Installation view, Martin Boyce, We Are Resistant, We Dry Out in the Sun, Galerie Eva Presenhuber, Löwenbräu Areal, Zurich, 2004
The Eva Presenhuber Gallery is delighted to announce the opening of We Are Resistant, We Dry Out in the Sun, an exhibition of new works by the Glasgow-born artist Martin Boyce. With these works, the internationally acclaimed artist analyzes the modern design of the sixties and seventies, often by using the design and form developed by such significant architects as Arne Jacobsen, Charles and Ray Eames, and Mies van der Rohe.

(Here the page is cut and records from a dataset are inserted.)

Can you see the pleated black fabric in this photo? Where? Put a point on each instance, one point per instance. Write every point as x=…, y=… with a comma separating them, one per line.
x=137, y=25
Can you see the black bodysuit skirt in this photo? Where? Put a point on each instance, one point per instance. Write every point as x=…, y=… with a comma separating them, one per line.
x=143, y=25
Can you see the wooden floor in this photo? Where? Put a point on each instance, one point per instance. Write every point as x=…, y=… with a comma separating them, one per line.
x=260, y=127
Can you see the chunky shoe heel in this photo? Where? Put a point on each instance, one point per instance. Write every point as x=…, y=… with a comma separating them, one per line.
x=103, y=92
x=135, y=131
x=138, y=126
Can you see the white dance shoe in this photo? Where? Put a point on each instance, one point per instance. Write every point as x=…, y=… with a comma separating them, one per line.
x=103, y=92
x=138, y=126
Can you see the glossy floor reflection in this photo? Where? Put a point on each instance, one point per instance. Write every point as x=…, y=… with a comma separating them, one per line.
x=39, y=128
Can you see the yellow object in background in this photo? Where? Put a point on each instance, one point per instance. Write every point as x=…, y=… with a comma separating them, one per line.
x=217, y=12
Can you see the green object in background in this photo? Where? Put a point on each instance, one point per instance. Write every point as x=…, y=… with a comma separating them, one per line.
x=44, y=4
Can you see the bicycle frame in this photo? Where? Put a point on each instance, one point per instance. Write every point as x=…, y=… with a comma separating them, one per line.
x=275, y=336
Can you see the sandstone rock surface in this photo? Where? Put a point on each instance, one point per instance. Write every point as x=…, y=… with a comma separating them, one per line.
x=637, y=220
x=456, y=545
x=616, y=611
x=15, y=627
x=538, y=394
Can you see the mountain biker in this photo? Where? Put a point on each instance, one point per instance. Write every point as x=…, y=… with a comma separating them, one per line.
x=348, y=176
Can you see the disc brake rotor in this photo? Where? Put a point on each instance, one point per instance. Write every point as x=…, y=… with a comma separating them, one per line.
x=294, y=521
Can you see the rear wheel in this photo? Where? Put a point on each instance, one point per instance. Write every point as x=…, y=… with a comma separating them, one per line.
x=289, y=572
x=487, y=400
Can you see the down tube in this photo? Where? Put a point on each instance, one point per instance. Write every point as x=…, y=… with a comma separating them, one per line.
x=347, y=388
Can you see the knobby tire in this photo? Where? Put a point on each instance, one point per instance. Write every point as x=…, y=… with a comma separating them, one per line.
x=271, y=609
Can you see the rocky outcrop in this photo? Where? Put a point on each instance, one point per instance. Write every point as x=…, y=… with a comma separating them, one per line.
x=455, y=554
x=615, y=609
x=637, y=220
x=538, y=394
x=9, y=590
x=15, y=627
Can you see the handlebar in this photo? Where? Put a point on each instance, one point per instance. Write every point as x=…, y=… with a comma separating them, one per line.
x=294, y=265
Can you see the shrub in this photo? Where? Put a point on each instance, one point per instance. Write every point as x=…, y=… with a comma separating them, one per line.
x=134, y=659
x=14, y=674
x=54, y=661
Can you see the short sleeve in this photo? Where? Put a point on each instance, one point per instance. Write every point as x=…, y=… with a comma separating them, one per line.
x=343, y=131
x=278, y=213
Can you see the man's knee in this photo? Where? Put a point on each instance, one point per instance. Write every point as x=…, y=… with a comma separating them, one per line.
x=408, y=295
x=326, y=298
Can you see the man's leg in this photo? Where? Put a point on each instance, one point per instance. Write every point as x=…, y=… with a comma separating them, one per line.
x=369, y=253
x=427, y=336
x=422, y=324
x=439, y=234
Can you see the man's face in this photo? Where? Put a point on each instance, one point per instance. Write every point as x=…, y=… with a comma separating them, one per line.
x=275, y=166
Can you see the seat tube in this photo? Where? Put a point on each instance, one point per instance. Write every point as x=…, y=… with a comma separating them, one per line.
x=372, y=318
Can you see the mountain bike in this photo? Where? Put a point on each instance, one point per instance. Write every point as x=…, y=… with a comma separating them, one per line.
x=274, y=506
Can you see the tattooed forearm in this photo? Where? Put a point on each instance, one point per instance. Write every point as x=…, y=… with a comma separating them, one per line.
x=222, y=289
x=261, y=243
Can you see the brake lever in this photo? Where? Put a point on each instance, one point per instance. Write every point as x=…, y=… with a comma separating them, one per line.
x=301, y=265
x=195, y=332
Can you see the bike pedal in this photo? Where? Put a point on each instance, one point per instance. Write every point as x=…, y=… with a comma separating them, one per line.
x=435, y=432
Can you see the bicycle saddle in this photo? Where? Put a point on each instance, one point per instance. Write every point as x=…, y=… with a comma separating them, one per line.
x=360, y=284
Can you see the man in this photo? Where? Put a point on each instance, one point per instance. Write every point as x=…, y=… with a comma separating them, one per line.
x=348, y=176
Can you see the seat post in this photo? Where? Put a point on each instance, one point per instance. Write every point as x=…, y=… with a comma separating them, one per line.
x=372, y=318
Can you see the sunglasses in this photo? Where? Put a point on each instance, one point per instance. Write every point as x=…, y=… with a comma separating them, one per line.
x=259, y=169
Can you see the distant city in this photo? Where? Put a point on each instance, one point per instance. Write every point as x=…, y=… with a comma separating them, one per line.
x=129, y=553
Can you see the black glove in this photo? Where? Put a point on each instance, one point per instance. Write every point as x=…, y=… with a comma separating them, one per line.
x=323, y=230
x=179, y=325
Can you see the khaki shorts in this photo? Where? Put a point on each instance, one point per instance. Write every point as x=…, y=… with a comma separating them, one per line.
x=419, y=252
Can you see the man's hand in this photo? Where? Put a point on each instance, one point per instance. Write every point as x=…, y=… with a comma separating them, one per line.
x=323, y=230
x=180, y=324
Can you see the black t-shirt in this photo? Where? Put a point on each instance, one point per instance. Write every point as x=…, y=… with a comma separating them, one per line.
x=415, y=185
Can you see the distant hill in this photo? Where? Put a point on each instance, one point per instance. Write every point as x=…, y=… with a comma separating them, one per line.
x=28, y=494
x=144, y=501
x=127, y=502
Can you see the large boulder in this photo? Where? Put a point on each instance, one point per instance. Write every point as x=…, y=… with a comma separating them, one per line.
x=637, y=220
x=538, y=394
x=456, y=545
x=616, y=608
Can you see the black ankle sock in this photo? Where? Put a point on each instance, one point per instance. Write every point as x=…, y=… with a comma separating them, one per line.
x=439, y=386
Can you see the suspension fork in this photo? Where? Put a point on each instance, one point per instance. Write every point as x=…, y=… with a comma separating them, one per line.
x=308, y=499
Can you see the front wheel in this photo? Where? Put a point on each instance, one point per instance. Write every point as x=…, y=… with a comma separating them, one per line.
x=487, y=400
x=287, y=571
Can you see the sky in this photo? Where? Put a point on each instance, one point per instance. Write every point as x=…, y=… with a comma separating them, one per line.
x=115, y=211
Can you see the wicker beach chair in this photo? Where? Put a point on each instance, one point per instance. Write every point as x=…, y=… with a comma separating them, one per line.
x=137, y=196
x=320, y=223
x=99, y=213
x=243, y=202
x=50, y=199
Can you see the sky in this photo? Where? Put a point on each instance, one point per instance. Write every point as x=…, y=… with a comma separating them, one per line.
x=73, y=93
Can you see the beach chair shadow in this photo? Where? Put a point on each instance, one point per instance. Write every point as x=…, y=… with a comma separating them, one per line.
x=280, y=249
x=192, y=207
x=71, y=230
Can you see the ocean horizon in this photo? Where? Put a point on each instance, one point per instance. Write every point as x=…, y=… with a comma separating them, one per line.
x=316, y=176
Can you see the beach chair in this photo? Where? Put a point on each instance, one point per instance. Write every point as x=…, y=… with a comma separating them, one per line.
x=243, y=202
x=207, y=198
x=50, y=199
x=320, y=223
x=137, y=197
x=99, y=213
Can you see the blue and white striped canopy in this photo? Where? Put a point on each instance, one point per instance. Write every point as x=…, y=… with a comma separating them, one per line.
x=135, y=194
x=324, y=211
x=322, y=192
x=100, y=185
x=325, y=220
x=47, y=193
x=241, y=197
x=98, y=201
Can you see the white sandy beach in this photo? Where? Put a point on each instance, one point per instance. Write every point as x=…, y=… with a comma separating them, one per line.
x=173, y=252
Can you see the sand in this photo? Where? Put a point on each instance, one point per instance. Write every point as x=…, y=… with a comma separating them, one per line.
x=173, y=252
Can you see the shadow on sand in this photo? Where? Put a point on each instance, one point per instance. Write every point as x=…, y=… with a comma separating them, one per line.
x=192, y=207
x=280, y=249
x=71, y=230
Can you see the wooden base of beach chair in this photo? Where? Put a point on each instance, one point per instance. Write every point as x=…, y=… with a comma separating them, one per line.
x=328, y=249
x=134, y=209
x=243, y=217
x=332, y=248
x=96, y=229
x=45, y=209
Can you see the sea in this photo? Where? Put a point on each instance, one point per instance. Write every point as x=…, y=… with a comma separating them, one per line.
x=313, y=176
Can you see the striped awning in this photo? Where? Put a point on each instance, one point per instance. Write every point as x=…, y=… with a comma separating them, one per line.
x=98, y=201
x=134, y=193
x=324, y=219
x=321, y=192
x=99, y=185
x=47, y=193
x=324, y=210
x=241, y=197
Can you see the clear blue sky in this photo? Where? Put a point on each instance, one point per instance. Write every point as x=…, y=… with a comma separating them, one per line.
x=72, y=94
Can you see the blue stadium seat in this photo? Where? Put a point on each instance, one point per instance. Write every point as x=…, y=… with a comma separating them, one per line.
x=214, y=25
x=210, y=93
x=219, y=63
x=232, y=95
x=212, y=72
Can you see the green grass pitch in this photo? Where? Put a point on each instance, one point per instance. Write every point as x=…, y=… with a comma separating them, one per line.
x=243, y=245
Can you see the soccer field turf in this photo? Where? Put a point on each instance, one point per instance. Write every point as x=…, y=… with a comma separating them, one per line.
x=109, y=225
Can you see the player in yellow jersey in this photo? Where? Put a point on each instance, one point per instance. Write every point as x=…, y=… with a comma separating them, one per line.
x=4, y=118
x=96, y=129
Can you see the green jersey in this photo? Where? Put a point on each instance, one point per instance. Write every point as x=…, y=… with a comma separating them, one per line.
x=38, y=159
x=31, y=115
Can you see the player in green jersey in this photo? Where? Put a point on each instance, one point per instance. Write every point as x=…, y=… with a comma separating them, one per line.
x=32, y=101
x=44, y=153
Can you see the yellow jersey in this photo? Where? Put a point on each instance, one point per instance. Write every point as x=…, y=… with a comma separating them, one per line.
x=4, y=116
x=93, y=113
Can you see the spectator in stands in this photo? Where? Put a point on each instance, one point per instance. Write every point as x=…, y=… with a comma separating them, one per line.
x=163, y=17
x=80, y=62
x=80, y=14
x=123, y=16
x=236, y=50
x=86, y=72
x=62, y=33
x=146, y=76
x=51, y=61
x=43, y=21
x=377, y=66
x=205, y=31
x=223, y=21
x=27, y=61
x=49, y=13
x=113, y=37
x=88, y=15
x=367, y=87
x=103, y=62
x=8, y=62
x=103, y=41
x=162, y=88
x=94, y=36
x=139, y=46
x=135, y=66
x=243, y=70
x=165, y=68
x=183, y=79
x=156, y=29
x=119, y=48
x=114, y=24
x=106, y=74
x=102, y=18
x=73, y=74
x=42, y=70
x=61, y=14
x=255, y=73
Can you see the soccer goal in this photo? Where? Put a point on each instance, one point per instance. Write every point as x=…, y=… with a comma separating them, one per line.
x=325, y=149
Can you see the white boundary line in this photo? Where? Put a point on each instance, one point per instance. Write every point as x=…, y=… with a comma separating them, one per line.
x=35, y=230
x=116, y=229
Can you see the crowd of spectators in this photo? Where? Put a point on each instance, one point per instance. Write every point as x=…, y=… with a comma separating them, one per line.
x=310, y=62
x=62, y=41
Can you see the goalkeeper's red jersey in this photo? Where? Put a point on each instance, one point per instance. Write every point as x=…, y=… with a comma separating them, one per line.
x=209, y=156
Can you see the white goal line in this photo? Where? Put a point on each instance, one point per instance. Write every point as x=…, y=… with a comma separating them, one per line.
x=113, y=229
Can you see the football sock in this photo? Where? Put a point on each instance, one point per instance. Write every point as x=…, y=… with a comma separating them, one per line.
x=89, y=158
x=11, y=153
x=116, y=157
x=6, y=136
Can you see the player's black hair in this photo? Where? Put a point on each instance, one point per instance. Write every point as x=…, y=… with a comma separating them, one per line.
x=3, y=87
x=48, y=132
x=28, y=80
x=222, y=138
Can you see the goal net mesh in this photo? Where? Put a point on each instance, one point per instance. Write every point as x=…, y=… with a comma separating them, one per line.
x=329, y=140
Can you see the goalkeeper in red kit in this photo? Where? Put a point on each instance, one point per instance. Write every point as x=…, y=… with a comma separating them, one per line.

The artistic technique employed by Martin Boyce in his objects, installations, architectural scenarios, and design details aims at shifting and de-narration. Seemingly functional objects are taken from their original context and placed in an artistic setting, thus allowing their symbolic and iconic content to be questioned. For example, Boyce’s earlier works are sculptures that imitate the form of furniture classics. Boyce deconstructs the well-known Jacobsen chair into separate fragments, reassembling them into a mobile that calls to mind the artwork of Alexander Calder. In museums and gallery spaces, Boyce creates the atmosphere of a surrounding that is familiar and trusted by introducing the elements of the everyday, public environments in a novel way. At the same time, the threshold between inside and outside is shifted in a disorienting way; this becomes the theme of his work.
For the exhibition in the Eva Presenhuber Gallery, Boyce employs a part of one space as the base of a swimming pool; a drain in the floor points to a sewage system and thus imaginarily connects the gallery space with the outside. At the same time, the detail points to a sculptural place: in keeping with the modern definition of sculpture, it is not simply an object as such that is being placed in a space; rather it is the sculptural quality of the object that defines the space. Boyce implants the object into a new surrounding and thus conjures up in its new location a definite situational context, by which the details react with one another: the place arranged by the artist takes on a relation to the floor surface, to the unevenness of the floor, to further objects and signs in its environment. As soon as he enters the room as a changed showplace, the observer begins a discourse with the work.
An oft-recurring motif in the artist’s work is the web, or grid, that continuously develops. With this, the artist refers to the extended grid structures of an urban space, to the pattern of vertical and horizontal lines that characterize many American and European cities. This motif is found frequently in Boyce’s installations, in an abstract form on walls or floors. Boyce also employs the form of a spider web or the radiating shape of a parasol in his work. When he utilizes neon tubes for these pieces in order to create the stylized form of the parasol, this recalls simultaneously the cool lighting of modern urban spaces, billboards, and the atmosphere of urban offices.
A certain style or zeitgeist constantly plays a role in Boyce’s work; the artist, comparable to an archaeologist, examines and deconstructs this zeitgeist. Boyce’s work can be seen as a reminiscence of an earlier, “modern” style of architecture and interior design, whose designs simultaneously reflect the political, economic, or cultural context of their use and their production. It is not only the landmark furniture pieces that interest Boyce, but also the quotidian objects. His work further concerns itself with the advent of mass production of furniture pieces; this mass production connects that time to ours. Thus Boyce’s work also critiques the utopias of the Modern period that, after the failure of their vision and their outward decline in importance, are yet present in the architecture of present-day cityscapes.
Boyce’s work borders here on the notion of atmosphere, which was formulated by the philosopher Gernot Böhme. Böhme expanded the aesthetic of atmosphere to the aspects of space, surrounding, architecture, and design. Thus the objects of everyday life evoke the atmosphere of a defined time, through a certain “constellation of surroundings” and with a particular feeling for space. These objects further convey a reflection of the social and cultural attitudes of their period. In this way, Boyce’s work invites one on the one hand to a visual and physical exploration of interior space, and on the other hand to reflect upon the feeling of a time that is connected with the shape and aesthetic of objects.